En 1753, dans un aveu de la seigneurie de Kerminaouët rendu par messire François-Joseph de Derval marié à Jeanne-Françoise (ou Marie-Jeanne) de Toulbodou, dame de Guidfos, il est indiqué que Kervren appartient aux trois-quarts au seigneur de Derval, qui possède également les moulins à mer et à eau douce, vus plus haut, ces moulins sont affermés à Guillaume Simonou, membre d'une famille de meuniers de la région. Les terres du manoir sont affermées à Corentin le Bouder (L'aveu précise aussi que l'autre quart du manoir appartient à damoiselle Marie de Berée, veuve de noble homme Pierre de Roche, sieur de Hauterive mais cette partie de l'aveu n'a pas été rectifiée depuis l'aveu de 1681 dont celui de 1753 est inspiré, Marie de Bérée étant décédée en 1689).

En 1770, messire Joseph-Marie, comte de Derval est qualifié de seigneur de Kerminaouët, propriétaire foncier de Keryoualer, Pouldohan, Keroriou et Kervren. En 1773 apparaissent les fermiers habitant Kervren après un décès : René le Bouer (le Bouder?) et Marguerite le Gall.

En décembre 1780 décède Jean-Marie de Derval, la révolution arrive et en 1790 Kervren est saisi, mis en vente et acheté le 8 mars 1794 par M. Gorgeu, notaire à Beuzec-Conq.

L'acte de succession rédigé en 1804 de Jean-Marie de Derval nous révèle que ses biens sont rachetés et divisés en quatre parties égales du nombre de ses filles héritières mais il n'apparaît pas de biens liés à Kervren mais seulement du Porzou : Le manoir du Porzou, acquis par les copartageants suivant traité déposé chez le Guillou, notaire le 14 frimaire an 11 (5 décembre 1802) enregistré à concarneau le 17 et transcrit au bureau de la conservation des hypothèques le 19 brumaire suivant, (10 novembre 1803).

Bien des points restent à élucider pour compléter ce texte, laissons le mot de la fin à Arthur le Beux, ancien recteur de Pluguffan, né et enterré à Trégunc (1872-1947) qui dans ses notes écrit ceci :

C'est un vieux manoir bien connu de la population du bourg de Trégunc, un champ couvert de cerisiers et de chataigniers le sépare de l'anse de Steirgreiz et un autre champ le sépare de l'anse de Pouldohan, deux anses somme toute de la même grève, où les enfants du bourg, et aussi les grandes personnes vont se baigner journellement on pourrait dire, pendant l'été.

En 1887, ce manoir avait encore sa porte cavalière et sa porte piétonne pratiquées dans un mur en pierre de taille très épais et couronné de machicoulis.
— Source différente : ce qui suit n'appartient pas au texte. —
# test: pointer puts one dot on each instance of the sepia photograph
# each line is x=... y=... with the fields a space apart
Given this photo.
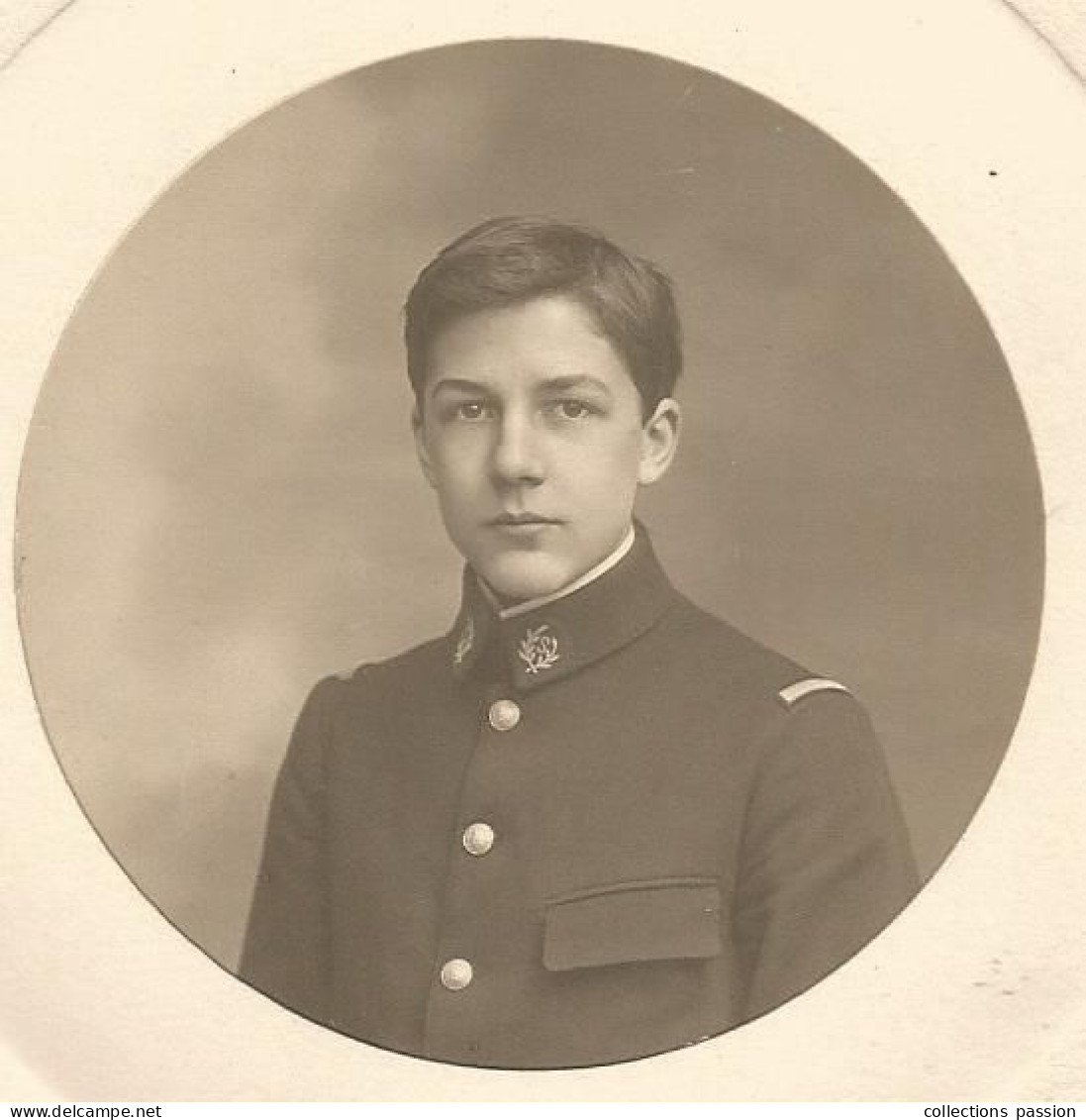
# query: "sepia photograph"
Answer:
x=616 y=571
x=531 y=556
Un escalier en pierre à l'intérieur de la cour permettait de monter sur ce mur, mais déjà à l'époque on défendait aux enfants d'y monter parce que ce mur mal entretenu commençait à menacer ruine.

A l'entrée, sous l'escalier, il y avait une logette pour la sentinelle et des meurtrières, le long de ce mur et de celui auquel était appuyées les crèches et les écuries en face de la maison d'habitation : c'était un château fortifié ressemblant à celui du Hénant en Névez. Dans la cour se trouvait à cette époque un petit canon en bronze que chacun à son tour éssayait de mettre sur son épaule, un garçon de 12 à 13 ans était fort quand il pouvait réussir cette opération.
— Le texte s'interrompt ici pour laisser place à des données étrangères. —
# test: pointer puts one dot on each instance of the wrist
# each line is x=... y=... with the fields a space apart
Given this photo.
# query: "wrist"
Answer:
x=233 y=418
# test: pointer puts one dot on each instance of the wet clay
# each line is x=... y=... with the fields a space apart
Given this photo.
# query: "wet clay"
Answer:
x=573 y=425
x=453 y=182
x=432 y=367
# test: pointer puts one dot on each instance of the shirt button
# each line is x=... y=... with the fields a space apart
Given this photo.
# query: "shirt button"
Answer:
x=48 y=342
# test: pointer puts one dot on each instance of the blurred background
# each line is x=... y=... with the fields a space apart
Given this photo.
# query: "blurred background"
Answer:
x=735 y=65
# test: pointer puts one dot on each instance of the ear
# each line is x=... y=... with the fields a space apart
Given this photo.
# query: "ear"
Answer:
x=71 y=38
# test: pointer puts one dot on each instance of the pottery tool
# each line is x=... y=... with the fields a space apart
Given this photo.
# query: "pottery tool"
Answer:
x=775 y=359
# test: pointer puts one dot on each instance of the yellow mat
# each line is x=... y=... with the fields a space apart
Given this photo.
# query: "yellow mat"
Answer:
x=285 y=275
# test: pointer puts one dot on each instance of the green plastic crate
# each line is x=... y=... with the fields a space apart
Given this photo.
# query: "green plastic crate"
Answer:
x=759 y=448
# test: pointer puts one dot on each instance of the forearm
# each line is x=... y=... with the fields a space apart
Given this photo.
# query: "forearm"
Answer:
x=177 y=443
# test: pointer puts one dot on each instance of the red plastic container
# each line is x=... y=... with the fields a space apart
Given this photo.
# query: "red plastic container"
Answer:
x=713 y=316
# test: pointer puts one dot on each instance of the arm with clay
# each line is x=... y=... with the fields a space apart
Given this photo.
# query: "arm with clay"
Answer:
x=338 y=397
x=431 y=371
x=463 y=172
Sous l'escalier, dans la maison, il y avait disait-on un souterrain qui reliait Kervren au vieux château de Kergunus, cet escalier était dans une tourelle à section carrée et à plus de la moitié détruite. Face à l'entrée du manoir était une longue allée de vieux cerisiers qui donnaient une cerise noire, tout le monde avait la permission de prendre des cerises tant qu'on voulait mais celles-ci n'étaient pas à la portée de tous, les arbres étaient forts hauts, ils avaient des branches mortes qui étaient un danger fort sérieux pour ceux qui s'y aventuraient.
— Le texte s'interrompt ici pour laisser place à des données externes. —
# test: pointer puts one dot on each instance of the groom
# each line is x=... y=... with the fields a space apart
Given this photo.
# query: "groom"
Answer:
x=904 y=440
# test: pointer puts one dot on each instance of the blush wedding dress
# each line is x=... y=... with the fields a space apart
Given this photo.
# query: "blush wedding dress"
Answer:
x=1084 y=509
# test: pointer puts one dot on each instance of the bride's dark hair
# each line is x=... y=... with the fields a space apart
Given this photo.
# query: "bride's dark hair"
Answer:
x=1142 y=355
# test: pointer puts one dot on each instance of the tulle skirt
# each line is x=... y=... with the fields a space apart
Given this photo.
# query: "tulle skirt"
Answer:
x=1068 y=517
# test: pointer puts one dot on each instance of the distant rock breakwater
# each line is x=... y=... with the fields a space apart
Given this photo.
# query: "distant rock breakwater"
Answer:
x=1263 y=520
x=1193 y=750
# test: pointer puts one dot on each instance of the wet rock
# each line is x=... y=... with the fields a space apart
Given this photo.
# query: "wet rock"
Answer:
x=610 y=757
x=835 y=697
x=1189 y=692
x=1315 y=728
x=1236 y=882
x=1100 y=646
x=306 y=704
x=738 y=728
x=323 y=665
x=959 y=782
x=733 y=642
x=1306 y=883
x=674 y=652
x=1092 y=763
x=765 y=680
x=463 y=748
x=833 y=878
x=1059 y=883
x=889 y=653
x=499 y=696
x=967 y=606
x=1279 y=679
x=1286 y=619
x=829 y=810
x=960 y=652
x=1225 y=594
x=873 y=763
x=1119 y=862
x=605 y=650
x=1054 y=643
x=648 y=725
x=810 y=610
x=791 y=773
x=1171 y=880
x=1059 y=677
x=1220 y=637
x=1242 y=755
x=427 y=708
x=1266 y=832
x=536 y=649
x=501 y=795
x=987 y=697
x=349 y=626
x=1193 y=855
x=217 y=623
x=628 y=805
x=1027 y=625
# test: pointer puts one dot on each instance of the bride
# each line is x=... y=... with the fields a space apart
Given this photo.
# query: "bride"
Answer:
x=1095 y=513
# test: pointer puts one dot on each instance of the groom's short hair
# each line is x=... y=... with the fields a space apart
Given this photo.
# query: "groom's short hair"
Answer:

Armes de la seigneurie de Kervren

D'argent à un croissant montant de gueules

Ce sont les armes de la famille Gouarlot 5 mais aussi des seigneuries dont ils sont les fondateurs : Kerannevel en Melgven, Kervren. Elles apparaissent seules ou en mi-parti en de nombreux endroits dans l'ancienne église paroissiale de Trégunc et principalement dans la chapelle vouée sous l'invocation de Notre-Dame, autrefois, cette chapelle était appelée "la chapelle de Kervren", elle se situait dans le transept nord de l'ancienne église. La maison de Kerannevel avait aussi droit d'apposer ses armes (les mêmes) dans l'ancienne église mais en d'autres endroits définis.

Sur le bénitier en bronze conservé dans l'église Saint-Marc sont gravées les armes de la seigneurie de Penanrun : 3 lapins mais aussi un écusson portant un croissant, qui pourrait bien être celui des Goarlot.


Kervren aujourd'hui : la porte a été transformée en fenêtre.



Pascal Daniélou


Sources

1 Pour en savoir plus sur la seigneurie de Goarlot : "Essai de reconstitution de l'historique de la seigneurie de Goarlot et transmission d'icelle" de Patrick Lebègue. (Histoire et Patrimoine du Pays de Rosporden)

2 Hervé Torchet (la culturézine et la réformation de 1426)

3 François Legrand, (sieur de Kergueres en Beuzec-Conq? a t-il été seigneur de Kervren?) sa soeur Marie épouse de Jacques le Druz sieur de Lisle en Quimperlé.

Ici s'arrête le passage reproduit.